2030年までの時間が刻々と減っている今、「ユースの最大の強みは失敗を恐れず果敢に挑戦できるところ。他のNGOや行政などさまざまなステークホルダーと協働し、対等な関係で行動を加速させていきたい」と、決意を新たにしています。
生物多様性と気候変動、統合的な解決策を
世界経済フォーラムが発表した「グローバルリスク報告書2022年版」によると、今後10年で起こりうる最も深刻なリスクのうち、上位3位を「気候変動対策の失敗」、「異常気象」、「生物多様性の喪失」が占めています。
気候変動と生物多様性が相互に連関していること、気候変動への取り組みが生物多様性の回復に寄与し、生物多様性への取り組みが気候変動対策につながっていることを改めて認識することが必要です。
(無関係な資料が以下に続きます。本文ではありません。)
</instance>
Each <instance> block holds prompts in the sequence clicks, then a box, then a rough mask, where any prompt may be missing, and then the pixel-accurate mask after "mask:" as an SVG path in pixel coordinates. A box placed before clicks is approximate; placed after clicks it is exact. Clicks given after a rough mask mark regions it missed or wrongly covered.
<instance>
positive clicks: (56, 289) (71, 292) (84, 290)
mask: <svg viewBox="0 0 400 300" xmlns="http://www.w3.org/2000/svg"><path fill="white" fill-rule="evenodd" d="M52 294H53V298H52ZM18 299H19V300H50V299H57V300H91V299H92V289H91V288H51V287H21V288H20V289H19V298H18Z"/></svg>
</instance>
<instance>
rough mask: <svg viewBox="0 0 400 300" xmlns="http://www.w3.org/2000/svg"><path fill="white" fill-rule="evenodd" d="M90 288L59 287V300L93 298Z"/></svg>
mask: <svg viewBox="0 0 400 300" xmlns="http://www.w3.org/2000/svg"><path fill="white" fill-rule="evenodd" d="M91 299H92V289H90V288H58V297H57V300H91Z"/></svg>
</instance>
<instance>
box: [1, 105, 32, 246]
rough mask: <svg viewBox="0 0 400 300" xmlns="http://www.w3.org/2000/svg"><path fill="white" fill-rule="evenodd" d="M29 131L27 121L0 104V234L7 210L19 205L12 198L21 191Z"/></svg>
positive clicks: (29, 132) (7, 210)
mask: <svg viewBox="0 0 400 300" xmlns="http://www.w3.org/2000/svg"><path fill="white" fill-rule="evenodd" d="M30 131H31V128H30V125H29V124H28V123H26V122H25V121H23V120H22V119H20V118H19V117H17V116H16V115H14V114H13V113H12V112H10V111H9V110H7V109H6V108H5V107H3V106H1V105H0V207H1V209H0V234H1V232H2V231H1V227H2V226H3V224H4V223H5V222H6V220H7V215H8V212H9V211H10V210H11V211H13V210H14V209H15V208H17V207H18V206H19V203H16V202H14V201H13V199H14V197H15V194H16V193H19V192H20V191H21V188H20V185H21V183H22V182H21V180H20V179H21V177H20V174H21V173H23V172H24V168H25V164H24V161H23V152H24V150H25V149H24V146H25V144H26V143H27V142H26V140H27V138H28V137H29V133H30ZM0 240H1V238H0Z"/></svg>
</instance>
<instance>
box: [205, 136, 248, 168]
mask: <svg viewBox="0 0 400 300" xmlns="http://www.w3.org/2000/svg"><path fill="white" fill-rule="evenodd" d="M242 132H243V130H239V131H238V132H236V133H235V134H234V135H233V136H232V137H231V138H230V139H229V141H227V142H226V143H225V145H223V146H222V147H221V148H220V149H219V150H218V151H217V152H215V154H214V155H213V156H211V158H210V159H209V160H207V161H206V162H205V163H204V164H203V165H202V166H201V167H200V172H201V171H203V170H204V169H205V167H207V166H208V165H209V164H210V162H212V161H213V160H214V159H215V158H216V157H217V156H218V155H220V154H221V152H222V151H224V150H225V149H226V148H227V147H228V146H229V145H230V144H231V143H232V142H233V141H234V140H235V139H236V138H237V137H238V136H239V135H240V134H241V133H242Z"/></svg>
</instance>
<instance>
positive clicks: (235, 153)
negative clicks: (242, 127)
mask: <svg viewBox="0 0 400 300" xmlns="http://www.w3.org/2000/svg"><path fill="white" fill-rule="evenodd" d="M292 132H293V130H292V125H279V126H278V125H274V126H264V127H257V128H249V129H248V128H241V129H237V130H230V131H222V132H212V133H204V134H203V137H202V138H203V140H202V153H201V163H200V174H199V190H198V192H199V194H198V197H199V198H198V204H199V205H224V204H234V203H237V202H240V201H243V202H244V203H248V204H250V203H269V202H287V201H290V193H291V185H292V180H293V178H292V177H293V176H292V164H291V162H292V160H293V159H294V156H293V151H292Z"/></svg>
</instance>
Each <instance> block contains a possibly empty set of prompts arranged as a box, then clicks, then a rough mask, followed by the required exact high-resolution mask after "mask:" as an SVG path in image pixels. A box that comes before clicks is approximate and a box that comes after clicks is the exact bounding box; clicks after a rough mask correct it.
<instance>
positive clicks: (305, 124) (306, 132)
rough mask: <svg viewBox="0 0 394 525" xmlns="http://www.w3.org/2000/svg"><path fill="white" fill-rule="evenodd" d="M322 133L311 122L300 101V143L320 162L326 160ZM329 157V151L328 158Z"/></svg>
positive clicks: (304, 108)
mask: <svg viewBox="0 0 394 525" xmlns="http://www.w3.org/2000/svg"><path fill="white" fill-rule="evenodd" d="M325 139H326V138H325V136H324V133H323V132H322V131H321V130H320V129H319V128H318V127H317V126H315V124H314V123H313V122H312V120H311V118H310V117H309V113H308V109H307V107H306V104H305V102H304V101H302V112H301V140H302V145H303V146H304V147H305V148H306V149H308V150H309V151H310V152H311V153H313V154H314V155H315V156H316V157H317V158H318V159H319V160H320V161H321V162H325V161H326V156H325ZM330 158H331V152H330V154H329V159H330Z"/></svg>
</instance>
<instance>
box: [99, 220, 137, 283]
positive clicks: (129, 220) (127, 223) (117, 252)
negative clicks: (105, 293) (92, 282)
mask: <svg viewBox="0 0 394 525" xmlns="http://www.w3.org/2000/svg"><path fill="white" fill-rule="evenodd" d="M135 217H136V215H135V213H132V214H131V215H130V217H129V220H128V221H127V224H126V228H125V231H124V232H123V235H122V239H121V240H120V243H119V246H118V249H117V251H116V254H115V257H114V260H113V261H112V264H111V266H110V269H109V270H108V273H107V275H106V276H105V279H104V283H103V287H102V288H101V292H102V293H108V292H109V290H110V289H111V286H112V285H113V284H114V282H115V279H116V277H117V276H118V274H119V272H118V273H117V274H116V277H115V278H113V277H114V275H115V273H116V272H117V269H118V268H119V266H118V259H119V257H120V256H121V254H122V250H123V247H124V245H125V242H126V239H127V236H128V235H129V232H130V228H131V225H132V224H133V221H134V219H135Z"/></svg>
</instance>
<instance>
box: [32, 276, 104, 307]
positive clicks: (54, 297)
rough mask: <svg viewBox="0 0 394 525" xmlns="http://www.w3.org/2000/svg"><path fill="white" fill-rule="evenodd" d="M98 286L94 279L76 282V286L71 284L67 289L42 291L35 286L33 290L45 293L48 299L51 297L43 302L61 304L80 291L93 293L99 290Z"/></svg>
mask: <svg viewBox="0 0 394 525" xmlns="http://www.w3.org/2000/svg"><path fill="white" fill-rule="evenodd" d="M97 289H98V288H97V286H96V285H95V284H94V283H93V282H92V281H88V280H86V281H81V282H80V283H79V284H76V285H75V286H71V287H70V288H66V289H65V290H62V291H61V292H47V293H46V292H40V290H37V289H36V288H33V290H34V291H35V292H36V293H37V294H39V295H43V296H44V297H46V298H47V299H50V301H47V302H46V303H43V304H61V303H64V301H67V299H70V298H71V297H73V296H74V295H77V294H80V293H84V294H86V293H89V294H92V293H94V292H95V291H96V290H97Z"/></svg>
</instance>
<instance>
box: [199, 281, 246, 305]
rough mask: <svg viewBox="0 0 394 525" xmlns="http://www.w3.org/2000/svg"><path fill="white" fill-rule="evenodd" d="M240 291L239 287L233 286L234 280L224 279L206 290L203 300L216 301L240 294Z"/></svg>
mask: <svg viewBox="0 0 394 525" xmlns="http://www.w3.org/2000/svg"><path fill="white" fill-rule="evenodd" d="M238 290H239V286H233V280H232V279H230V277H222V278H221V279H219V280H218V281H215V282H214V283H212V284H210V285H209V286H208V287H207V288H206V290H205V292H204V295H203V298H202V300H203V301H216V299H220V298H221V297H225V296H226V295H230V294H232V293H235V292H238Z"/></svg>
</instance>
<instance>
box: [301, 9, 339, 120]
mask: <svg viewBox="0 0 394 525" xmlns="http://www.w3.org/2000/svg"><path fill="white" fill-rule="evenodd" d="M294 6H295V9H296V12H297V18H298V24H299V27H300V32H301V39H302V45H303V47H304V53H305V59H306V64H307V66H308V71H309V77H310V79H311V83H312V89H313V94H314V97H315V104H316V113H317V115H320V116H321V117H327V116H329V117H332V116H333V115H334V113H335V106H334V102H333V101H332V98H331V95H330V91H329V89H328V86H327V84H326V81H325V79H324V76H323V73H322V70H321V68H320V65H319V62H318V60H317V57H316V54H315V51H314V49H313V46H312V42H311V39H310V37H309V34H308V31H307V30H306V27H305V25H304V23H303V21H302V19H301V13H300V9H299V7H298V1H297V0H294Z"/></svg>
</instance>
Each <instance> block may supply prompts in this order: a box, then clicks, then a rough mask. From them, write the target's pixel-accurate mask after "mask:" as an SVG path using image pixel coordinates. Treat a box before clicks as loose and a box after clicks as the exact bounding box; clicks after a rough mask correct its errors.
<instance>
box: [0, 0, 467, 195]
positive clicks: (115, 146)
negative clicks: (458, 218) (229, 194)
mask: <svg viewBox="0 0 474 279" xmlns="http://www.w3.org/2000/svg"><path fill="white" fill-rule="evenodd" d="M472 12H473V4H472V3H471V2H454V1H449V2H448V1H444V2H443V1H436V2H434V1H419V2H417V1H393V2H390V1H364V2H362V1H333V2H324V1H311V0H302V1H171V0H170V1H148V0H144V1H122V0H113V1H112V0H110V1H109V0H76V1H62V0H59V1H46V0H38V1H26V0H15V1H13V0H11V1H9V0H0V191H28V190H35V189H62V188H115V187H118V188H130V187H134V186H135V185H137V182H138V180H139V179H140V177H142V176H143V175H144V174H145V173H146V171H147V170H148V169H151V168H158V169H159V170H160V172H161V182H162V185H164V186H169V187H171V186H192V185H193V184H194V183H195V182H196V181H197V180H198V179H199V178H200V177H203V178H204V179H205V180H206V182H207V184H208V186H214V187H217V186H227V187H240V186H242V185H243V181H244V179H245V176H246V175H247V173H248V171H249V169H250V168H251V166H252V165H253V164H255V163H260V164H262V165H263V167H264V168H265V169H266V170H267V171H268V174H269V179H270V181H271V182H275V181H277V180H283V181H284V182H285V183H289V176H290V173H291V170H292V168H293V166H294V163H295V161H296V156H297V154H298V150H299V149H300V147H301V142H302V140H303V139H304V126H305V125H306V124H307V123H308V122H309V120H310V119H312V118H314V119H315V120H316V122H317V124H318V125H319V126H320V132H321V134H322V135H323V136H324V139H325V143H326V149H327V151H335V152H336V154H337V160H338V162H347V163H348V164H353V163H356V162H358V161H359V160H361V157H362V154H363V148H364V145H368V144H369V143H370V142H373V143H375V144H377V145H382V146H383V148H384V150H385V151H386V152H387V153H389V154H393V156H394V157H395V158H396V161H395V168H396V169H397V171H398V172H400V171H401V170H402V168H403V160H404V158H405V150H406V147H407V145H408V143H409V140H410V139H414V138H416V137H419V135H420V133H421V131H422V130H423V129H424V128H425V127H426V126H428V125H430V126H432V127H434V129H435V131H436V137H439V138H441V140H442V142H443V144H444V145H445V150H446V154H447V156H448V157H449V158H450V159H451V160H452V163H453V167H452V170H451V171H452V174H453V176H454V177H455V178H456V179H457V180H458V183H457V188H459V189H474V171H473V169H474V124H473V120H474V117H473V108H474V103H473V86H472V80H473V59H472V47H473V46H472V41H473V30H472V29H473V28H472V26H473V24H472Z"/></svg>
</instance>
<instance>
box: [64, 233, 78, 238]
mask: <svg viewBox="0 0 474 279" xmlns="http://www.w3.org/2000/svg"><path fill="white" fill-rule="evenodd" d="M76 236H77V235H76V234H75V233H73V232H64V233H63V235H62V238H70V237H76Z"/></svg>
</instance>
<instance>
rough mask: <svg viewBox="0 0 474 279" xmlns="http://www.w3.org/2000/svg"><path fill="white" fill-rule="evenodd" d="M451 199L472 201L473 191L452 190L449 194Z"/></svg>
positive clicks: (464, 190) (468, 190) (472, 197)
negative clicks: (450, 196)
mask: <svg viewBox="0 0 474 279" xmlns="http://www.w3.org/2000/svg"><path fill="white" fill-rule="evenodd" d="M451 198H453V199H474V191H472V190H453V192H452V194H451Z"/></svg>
その上で、企業は、さまざまなステークホルダーと連携し、複数の課題に包括的に取り組む姿勢が一層求められるようになるでしょう。
西村明宏環境大臣は、2023年4月に開催されるG7札幌気候・エネルギー・環境大臣会合に向けて、「気候変動、循環経済、生物多様性といった地球規模の環境問題は、近年G7首相の最大の関心事項の一つ」と言及しています。日本が議長国である同会合でも、2030年までに生物多様性の喪失を阻止し、回復させるための具体的な対策の検討に焦点が当てられることに期待がかかります。